Explicit two-dimensional reconstructions are available for all cases, with small local systems required in three-dimensional CG settings (He, 5 Mar 2025, He, 4 Jan 2026).

5. A Posteriori Error Estimation and Theoretical Properties

EARM facilitates robust, locally efficient, and globally reliable a posteriori estimators with Prager–Synge-type identities as the foundation. For any equilibrated flux $$\hat{\sigma}_h \in RT_f:\; \nabla \cdot \hat{\sigma}_h = f_h$$, local indicators are defined: $$\eta_{\sigma,K} := \|A^{-1/2}(\hat{\sigma}_h + A \nabla u_h)\|_{L^2(K)},$$ with the global estimator $\eta_\sigma = (\sum_K \eta_{\sigma,K}^2)^{1/2}$. Reliability is ensured by the identity: $$\|A^{1/2}(\nabla u - \nabla u_h)\|^2_\Omega \leq \inf_{\tau \in RT_f}\|A^{-1/2}(\tau + A \nabla u_h)\|^2 + \inf_{v \in H^1_D}\|A^{1/2}(\nabla v - \nabla u_h)\|^2,$$ and taking $\tau = \hat{\sigma}_h$ recovers the estimator. Efficiency constants are independent of the jump in $A$ under mild "quasi-monotonicity" conditions (He, 5 Mar 2025, He, 4 Jan 2026, He et al., 2020).

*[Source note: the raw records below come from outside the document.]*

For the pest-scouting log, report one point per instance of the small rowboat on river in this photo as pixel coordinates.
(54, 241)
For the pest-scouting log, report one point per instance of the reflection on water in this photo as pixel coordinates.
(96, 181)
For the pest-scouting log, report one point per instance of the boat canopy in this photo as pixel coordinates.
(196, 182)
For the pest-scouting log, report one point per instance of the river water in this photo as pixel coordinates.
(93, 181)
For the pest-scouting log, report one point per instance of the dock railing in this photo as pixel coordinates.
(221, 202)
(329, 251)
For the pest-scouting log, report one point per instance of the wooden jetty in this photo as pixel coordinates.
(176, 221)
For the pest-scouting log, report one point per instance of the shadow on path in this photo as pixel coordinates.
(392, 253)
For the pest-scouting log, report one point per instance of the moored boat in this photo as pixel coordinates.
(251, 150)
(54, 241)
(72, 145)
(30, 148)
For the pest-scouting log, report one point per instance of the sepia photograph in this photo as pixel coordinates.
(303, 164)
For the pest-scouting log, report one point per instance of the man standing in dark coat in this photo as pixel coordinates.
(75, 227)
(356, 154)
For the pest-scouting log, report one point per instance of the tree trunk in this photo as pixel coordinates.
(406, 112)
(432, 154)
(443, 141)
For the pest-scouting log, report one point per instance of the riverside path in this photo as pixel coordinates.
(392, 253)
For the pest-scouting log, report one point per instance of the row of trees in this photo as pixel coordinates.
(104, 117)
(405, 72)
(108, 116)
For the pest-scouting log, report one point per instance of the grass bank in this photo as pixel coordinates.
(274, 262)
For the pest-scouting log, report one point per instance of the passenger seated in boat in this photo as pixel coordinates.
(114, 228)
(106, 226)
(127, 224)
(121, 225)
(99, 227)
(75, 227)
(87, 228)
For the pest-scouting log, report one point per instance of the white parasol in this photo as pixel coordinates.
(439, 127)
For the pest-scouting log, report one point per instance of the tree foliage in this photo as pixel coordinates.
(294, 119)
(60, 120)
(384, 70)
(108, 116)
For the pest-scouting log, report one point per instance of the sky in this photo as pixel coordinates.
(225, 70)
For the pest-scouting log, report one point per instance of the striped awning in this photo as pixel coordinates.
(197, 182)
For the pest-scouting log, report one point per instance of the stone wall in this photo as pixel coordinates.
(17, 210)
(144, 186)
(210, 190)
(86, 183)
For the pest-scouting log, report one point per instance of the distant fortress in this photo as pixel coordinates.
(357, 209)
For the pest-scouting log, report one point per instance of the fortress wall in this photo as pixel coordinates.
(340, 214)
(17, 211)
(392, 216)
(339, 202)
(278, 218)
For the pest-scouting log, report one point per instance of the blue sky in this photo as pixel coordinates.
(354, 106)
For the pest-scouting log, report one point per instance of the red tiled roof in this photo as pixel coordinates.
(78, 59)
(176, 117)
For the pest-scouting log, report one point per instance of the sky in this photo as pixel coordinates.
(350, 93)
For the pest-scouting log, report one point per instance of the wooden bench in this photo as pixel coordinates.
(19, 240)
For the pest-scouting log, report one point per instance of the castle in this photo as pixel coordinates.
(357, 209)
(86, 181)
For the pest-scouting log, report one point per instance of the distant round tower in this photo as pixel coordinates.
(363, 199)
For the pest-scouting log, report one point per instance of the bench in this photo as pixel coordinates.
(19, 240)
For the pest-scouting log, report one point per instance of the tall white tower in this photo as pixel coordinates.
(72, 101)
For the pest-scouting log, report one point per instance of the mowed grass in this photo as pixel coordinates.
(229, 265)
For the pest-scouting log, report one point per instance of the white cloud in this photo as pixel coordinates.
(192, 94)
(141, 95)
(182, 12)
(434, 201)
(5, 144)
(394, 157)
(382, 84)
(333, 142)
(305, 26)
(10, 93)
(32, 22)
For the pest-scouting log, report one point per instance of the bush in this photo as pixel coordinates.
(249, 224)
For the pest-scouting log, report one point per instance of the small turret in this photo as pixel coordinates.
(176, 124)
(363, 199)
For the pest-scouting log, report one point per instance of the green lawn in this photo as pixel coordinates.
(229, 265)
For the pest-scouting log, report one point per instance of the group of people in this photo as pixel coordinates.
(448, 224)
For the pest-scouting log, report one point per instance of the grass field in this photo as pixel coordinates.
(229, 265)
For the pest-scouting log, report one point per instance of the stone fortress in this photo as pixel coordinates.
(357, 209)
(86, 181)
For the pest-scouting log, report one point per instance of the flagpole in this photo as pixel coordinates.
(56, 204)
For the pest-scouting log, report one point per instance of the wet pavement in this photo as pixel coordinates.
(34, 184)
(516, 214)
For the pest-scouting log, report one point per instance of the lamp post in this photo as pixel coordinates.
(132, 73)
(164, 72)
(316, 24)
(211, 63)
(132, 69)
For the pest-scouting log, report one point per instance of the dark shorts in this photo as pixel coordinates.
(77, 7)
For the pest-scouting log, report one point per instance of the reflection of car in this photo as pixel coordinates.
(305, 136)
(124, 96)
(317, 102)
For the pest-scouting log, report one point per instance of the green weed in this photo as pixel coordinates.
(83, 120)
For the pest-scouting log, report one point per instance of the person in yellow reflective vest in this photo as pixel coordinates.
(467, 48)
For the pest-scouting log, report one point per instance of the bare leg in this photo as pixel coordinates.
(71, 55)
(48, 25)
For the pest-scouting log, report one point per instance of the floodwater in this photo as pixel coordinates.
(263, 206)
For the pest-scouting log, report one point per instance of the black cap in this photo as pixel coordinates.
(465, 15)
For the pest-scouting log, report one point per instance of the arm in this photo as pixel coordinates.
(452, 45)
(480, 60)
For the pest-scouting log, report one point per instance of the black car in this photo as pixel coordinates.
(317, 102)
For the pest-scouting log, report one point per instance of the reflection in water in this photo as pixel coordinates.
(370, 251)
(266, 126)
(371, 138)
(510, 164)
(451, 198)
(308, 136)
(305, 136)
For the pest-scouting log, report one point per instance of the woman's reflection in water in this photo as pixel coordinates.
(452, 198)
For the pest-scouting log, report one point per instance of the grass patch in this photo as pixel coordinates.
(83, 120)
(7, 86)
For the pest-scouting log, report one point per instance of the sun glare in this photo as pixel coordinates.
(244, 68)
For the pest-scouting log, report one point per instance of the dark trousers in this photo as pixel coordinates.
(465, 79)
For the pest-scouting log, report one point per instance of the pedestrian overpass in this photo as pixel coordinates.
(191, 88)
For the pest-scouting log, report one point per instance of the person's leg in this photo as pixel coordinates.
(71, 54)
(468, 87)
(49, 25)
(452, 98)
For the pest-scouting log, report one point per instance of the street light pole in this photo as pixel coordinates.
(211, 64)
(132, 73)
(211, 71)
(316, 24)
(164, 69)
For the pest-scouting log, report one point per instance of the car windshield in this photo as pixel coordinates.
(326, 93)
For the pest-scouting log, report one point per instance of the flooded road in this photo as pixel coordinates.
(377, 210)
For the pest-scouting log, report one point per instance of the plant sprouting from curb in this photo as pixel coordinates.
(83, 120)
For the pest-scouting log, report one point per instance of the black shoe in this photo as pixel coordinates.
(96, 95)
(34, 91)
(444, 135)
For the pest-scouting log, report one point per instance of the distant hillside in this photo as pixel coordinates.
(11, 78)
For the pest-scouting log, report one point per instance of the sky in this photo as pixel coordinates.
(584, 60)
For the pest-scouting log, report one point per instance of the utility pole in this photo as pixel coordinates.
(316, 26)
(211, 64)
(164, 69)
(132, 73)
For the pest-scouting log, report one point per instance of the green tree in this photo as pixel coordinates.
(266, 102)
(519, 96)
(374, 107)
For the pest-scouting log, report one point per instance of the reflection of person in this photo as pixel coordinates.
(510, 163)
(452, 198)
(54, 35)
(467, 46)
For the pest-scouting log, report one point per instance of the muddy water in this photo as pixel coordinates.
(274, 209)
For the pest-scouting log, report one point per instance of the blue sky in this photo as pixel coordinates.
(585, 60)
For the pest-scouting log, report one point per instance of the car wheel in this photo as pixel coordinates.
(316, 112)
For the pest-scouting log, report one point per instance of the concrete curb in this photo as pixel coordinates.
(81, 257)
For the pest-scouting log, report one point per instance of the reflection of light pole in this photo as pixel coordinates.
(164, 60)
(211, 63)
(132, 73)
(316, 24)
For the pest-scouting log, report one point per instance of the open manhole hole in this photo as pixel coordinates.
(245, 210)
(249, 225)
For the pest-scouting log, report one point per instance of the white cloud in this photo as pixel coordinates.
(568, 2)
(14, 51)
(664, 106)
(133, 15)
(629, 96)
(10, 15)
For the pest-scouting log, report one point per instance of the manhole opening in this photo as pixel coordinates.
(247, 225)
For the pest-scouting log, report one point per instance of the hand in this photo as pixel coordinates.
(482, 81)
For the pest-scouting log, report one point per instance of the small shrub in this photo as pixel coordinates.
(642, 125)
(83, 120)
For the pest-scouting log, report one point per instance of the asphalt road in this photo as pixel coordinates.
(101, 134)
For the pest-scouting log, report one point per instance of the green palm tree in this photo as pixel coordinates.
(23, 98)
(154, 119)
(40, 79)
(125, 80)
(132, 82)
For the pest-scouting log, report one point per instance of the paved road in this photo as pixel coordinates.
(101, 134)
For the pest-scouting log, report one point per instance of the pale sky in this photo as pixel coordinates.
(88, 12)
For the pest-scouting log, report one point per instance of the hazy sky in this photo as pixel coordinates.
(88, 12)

6. Practical Implementation and Computational Cost

EARM is distinguished by fully explicit and highly parallelizable algorithms for DG and nonconforming discretizations. For DG($k$) and odd-order NC($k$), all local problems are solved in small fixed-size polynomial subspaces; for CG elements, ON-EARM yields a global symmetric positive-definite system on facet unknowns, considerably smaller than the original FE system. Precomputation of local matrices and matrix factorizations further accelerates patchwise procedures in 2D (He, 5 Mar 2025, He, 4 Jan 2026).

7. Numerical Validation, Generalization, and Outlook

Numerical results in benchmark problems (e.g., Kellogg’s interface, L-shaped domains, Fichera corner in 3D) confirm that EARM-based estimators achieve optimal convergence rates and tightly track the true error, with effectivity indices typically ranging from $1.1$ to $6.6$ depending on order and mesh refinement. The method is robust against large jumps in the diffusion coefficient $A$. The framework generalizes across mesh dimension, element order, and discretization type, encompassing previously proposed explicit flux recovery and patch methods as special cases (He, 5 Mar 2025, He, 4 Jan 2026).

This suggests that EARM provides a canonical formulation for locally equilibrated a posteriori error estimation, underlining its utility for adaptive mesh refinement and reliability in multi-physics simulations with heterogeneous coefficients.